Kim Dae-kwang

Personal information
- Date of birth: 10 April 1992 (age 34)
- Place of birth: South Korea
- Height: 1.77 m (5 ft 10 in)
- Position: Midfielder

Youth career
- 1. FC Nürnberg

Senior career*
- Years: Team / Apps / (Gls)
- 2015: Ulsan Hyundai Mipo Dockyard / 15 / (0)
- 2016: Bucheon FC 1995 / 2 / (0)
- 2017: Seoul E-Land / 6 / (1)
- 2018-2019: Changwon City / 24 / (0)
- 2020: Goyang Citizen FC

= Kim Dae-kwang =

South Korean footballer (born 1992)

Kim Dae-kwang (김대광; born 10 April 1992) is a South Korean footballer who is last known to have played as a midfielder for Goyang Citizen FC.

==Career==

Ad a youth player, Kim was nicknamed "the devil's talent" and joined the youth academy of German side 1. FC Nürnberg through a Korea Football Association program.
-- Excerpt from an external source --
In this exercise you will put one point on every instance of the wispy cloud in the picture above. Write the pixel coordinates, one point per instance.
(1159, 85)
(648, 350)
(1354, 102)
Before the 2015 season, he signed for Ulsan Hyundai Mipo Dockyard in the South Korean third division. Before the 2016 season, Kim signed for South Korean second division club Bucheon FC 1995, where he made 3 appearances and 0 goals. On 1 June 2016, he debuted for Bucheon FC 1995 during a 0-0 draw with Chungnam Asan. Before the 2018 season, Kim signed for Changwon City in the South Korean third division. Before the 2020 season, he signed for South Korean fourth division team Goyang Citizen FC.